岡本氏は,メタノールと金属ケイ素との直接反応によるトリメトキシシラン生成の反応機構を検討し,銅触媒表面に発生したシリレン種が反応中間体であることを提唱し,シリレン種に特有の化学的捕そく実験によってそのことを初めて証明した。さらに,シリレン種の有機不飽和化合物に対する高い反応性を巧みに利用して,金属ケイ素からの有機ケイ素化合物の新規直接合成法の開発にも成功している。すなわち,オレフィンまたはアセチレンの存在下で金属ケイ素とメタノールを反応させてアルキルジアルコキシシランを得ている。また,本手法をメタノールに代えて塩化水素を用いる方法に拡張し,アルケンおよびアセチレンから対応するアルキルジクロロシランおよびビニルジクロロシランを合成する反応を見い出した。同時に,ゲルマニウムの場合にも同様な合成反応が進行することを見い出し,ケイ素の場合との反応機構的差違を明らかにしている。

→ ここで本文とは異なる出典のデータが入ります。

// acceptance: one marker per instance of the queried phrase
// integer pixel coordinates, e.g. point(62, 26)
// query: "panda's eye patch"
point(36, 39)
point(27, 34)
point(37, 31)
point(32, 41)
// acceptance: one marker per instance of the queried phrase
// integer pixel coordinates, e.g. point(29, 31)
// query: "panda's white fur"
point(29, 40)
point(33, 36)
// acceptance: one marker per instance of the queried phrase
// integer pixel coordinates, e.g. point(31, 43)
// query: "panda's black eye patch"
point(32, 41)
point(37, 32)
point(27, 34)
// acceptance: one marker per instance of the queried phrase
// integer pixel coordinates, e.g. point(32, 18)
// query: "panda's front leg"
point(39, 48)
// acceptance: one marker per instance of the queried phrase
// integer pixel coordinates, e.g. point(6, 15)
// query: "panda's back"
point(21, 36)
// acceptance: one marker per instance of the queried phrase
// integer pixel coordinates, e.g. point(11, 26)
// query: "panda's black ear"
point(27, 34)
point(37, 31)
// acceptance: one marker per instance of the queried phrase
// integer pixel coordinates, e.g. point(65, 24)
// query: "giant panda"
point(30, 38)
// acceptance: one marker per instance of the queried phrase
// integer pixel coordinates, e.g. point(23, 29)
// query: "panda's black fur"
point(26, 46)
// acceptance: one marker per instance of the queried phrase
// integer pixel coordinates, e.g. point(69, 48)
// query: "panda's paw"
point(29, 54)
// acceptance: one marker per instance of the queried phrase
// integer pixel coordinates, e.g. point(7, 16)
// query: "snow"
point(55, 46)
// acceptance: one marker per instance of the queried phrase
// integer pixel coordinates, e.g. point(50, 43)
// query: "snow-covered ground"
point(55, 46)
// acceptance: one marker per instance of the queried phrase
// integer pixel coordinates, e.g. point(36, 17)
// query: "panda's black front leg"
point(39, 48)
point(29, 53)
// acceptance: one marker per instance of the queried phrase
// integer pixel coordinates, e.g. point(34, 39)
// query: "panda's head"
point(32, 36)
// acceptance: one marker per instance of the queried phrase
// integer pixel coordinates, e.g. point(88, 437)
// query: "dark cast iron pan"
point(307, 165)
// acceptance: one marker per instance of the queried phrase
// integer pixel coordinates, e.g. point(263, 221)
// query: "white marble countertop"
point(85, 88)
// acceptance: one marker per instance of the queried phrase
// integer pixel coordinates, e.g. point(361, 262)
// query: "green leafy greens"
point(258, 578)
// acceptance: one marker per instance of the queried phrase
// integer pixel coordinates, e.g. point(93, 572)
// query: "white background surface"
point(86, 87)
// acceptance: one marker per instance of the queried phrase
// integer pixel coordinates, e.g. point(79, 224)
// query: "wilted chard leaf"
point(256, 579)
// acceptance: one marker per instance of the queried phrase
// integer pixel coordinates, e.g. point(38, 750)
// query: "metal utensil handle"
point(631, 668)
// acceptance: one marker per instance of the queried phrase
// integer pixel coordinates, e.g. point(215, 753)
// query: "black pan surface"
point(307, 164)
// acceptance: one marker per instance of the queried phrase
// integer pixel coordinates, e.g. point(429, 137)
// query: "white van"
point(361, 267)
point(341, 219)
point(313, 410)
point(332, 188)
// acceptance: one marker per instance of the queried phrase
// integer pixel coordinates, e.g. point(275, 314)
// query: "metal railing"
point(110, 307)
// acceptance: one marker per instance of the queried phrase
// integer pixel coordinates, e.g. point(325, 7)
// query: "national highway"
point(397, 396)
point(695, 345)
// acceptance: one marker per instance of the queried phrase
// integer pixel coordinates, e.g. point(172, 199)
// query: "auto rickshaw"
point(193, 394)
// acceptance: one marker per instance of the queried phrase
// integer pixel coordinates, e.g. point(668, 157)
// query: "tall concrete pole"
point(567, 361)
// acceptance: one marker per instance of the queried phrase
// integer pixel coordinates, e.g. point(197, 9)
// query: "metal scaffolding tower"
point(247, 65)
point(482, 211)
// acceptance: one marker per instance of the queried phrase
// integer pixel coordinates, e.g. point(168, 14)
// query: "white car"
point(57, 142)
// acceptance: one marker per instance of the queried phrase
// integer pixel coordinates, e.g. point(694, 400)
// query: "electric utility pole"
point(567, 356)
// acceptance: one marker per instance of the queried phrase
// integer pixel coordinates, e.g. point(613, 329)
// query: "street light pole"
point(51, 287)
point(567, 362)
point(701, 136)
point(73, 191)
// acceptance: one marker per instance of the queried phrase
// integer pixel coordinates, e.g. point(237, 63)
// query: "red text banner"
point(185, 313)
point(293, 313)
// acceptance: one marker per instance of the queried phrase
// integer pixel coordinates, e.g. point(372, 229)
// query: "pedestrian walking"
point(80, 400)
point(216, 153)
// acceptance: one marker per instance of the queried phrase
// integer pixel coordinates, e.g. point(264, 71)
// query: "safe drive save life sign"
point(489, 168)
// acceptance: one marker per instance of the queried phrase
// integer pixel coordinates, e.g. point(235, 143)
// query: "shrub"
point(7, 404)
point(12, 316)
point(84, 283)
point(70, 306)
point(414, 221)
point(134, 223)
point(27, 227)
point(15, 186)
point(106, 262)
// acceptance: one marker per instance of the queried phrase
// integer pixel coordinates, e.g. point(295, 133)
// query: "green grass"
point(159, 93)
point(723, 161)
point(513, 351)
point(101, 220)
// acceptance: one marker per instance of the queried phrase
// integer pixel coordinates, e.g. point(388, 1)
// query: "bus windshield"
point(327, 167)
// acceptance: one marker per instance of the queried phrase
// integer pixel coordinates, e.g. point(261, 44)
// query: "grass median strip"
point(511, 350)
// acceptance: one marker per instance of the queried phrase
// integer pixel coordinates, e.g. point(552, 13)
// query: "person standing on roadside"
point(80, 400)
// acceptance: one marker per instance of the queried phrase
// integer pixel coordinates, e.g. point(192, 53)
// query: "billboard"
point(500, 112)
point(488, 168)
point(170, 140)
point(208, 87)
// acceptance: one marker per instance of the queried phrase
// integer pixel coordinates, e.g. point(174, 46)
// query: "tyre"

本分野は石油化学誘導品の工業技術として重要であるにもかかわらず科学的立場からの研究は少ない。岡本氏の見出した知見は,金属ケイ素の直接反応に関し,メカニズムを解明し,その展開を図ったものとして学術的意義が高く,同時にハロゲンフリーのケイ素化学体系の転換にとっても重要な貢献をするものと期待される。よって,本業績は本会表彰規程第12条に該当するものと認められる。